When does coral bleaching occur?
Coral bleaching is one of the major threats to corals.
The precise reason for coral bleaching is unknown.
Coral bleaching is conventionally viewed as a response to stressful or detrimental environmental conditions. Unfortunately, environmental stress comes in a wide variety of forms when you are a reef coral.
Bleaching can result from:
- excess sedimentation,
- pollution,
- high sunlight levels,
- low salinity and
- increased water temperatures, which can be considered as the most important cause.
Some of these factors are strongly related to global change.
Coral bleaching and mortality associated with widespread elevated sea surface temperatures (SST) are direct measures of coral stress endured during the last decade. Coral bleaching is often associated with warm temperatures and has been widely predicted to increase in the future.
Exposure for one month at temperatures 1 or 2 degrees Celsius higher than the mean averages at the warmest time of year is sufficient to cause the corals to bleach.

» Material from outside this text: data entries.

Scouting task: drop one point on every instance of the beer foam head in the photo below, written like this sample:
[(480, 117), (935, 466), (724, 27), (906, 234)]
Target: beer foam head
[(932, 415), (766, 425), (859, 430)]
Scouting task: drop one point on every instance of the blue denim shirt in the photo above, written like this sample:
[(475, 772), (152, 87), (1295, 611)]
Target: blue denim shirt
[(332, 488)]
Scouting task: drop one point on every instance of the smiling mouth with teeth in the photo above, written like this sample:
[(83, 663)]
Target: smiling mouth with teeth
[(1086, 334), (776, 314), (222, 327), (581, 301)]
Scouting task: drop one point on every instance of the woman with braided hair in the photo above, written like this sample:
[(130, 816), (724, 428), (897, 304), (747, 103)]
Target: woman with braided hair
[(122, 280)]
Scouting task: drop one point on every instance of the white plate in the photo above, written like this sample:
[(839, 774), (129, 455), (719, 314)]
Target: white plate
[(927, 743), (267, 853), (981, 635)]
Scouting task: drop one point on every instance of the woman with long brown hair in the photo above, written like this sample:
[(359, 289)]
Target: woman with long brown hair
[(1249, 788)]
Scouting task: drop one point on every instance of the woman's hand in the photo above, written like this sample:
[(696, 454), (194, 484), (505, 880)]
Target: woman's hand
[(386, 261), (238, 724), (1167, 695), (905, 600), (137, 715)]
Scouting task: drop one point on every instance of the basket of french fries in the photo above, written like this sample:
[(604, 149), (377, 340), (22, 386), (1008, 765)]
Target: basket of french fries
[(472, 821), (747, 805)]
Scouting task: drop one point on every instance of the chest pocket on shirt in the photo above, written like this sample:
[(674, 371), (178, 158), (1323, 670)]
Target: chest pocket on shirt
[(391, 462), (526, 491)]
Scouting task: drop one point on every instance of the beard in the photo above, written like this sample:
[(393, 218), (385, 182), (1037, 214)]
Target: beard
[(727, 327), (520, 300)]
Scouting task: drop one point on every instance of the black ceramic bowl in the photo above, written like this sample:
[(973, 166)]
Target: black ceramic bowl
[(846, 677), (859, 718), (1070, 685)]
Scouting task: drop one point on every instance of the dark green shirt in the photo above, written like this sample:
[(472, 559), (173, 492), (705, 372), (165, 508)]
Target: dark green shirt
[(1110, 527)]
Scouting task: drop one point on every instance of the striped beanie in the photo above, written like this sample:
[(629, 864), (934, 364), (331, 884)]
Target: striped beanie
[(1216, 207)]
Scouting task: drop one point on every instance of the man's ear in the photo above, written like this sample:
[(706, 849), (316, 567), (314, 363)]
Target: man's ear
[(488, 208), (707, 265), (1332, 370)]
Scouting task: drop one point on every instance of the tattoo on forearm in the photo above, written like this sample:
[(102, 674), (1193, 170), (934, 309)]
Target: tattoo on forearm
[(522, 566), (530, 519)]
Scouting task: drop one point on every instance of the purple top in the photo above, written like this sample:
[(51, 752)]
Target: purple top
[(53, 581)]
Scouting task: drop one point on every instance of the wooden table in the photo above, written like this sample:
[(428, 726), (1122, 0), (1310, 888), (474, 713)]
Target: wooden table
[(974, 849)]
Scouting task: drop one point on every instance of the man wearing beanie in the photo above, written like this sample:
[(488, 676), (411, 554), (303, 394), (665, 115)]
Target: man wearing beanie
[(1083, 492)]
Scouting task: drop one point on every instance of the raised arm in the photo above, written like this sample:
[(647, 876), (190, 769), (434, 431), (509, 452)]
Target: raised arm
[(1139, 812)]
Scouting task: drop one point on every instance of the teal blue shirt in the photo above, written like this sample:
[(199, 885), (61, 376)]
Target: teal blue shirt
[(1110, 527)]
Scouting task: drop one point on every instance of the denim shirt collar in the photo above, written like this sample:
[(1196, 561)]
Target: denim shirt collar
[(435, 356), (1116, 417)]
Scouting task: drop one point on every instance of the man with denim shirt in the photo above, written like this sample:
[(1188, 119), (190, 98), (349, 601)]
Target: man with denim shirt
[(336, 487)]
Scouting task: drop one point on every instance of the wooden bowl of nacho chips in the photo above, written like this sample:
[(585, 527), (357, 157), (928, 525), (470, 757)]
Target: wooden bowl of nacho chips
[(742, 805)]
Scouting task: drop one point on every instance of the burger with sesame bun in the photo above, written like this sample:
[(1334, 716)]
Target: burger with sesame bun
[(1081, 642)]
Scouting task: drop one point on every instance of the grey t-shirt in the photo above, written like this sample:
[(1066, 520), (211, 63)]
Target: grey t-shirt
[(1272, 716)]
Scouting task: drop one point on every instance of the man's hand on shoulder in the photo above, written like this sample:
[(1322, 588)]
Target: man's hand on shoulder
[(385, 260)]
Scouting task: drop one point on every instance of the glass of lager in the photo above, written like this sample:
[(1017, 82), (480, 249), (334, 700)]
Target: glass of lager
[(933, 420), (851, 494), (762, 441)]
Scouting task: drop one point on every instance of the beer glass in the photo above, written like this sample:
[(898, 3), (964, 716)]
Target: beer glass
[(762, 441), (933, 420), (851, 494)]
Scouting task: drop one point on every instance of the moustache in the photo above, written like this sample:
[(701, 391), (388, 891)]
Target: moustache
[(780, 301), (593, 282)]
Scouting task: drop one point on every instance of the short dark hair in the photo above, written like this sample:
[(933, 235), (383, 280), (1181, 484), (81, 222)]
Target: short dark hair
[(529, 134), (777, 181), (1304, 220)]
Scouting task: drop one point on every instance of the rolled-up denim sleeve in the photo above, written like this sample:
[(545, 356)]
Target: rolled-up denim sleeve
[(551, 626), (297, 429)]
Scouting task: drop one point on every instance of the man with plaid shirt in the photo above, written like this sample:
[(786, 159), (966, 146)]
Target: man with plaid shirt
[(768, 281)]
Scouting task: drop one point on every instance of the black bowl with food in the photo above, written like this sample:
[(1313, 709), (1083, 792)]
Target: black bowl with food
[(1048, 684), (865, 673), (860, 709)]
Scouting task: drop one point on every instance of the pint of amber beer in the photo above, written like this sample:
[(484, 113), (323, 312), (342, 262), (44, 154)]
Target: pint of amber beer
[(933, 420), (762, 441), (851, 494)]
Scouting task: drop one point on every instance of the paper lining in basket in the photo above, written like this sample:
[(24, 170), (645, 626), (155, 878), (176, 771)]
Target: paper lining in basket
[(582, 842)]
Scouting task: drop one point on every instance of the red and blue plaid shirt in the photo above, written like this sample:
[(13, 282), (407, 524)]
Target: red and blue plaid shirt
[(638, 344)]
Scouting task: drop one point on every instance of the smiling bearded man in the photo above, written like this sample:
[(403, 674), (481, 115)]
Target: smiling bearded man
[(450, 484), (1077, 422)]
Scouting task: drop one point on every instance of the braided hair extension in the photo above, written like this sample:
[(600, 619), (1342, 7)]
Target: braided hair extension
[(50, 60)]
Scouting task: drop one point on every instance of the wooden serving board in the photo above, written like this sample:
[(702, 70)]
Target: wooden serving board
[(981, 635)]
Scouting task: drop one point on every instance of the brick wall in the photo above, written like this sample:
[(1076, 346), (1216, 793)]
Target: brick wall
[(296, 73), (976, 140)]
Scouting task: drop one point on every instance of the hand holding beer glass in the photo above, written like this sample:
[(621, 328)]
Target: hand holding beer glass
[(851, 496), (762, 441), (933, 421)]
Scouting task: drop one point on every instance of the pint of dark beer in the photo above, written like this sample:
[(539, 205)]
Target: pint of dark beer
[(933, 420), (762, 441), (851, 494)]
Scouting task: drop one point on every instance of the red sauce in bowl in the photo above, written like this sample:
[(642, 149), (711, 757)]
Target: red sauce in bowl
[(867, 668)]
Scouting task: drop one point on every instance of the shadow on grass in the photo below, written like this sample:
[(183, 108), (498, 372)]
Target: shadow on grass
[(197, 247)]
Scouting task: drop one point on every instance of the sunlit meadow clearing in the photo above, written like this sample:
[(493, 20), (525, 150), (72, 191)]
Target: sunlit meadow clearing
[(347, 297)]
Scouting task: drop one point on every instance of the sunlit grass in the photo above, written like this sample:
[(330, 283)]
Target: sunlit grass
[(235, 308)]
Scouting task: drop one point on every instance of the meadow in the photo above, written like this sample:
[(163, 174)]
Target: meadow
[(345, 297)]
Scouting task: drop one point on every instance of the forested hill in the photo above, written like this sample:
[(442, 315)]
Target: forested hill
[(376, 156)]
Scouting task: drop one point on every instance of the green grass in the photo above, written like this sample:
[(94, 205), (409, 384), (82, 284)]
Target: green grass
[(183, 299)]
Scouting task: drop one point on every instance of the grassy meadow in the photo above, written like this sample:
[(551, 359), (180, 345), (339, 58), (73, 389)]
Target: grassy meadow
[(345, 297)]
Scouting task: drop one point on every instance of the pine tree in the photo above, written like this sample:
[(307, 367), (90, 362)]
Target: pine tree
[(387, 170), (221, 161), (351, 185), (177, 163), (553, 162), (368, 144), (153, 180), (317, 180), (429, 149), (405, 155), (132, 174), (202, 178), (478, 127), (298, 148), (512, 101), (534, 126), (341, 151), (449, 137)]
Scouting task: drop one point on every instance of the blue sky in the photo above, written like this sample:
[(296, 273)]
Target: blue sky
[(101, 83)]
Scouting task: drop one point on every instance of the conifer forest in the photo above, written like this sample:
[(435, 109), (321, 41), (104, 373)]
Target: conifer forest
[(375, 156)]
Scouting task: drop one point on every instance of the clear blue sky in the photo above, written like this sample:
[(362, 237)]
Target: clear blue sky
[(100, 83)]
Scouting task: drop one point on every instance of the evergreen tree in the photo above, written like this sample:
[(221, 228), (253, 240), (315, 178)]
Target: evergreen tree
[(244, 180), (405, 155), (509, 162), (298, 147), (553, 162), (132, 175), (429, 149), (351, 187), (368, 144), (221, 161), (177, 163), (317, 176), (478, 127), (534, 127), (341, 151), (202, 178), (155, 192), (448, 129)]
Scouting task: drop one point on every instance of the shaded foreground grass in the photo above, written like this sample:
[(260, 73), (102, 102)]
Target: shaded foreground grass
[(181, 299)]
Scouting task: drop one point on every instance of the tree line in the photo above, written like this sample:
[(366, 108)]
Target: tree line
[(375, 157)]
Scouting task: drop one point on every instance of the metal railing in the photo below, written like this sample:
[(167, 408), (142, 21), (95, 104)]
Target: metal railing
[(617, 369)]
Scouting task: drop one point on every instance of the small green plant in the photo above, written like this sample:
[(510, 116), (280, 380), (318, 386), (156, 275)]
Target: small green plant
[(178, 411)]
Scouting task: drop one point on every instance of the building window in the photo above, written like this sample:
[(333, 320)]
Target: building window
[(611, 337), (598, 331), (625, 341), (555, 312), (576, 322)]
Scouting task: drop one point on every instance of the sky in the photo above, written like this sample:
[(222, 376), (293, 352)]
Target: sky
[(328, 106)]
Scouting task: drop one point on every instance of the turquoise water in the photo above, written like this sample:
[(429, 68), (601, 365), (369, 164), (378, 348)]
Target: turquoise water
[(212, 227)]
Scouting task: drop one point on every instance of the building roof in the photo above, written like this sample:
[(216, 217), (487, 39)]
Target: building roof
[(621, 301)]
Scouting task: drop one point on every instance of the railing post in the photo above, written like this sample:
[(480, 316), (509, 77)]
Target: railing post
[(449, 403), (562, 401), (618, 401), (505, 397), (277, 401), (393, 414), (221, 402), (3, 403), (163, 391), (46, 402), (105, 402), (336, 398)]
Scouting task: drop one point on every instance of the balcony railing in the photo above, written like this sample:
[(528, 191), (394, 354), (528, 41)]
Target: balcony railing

Look at the map. It shows the distribution of SST anomalies and coral bleaching events, during one of the largest El Niño events of this century, from late 1997 until mid-1998.
Although some records of local coral bleaching date back decades, reports of widespread bleaching have been increasing in recent years. The most recent event was not only widespread, but was also more severe in many areas than earlier events. Actual coral death reached 95% in some locations. In a few places, massive, centuries-old corals have died; in some other places, there has now been at least a partial recovery, with loss of only a few corals.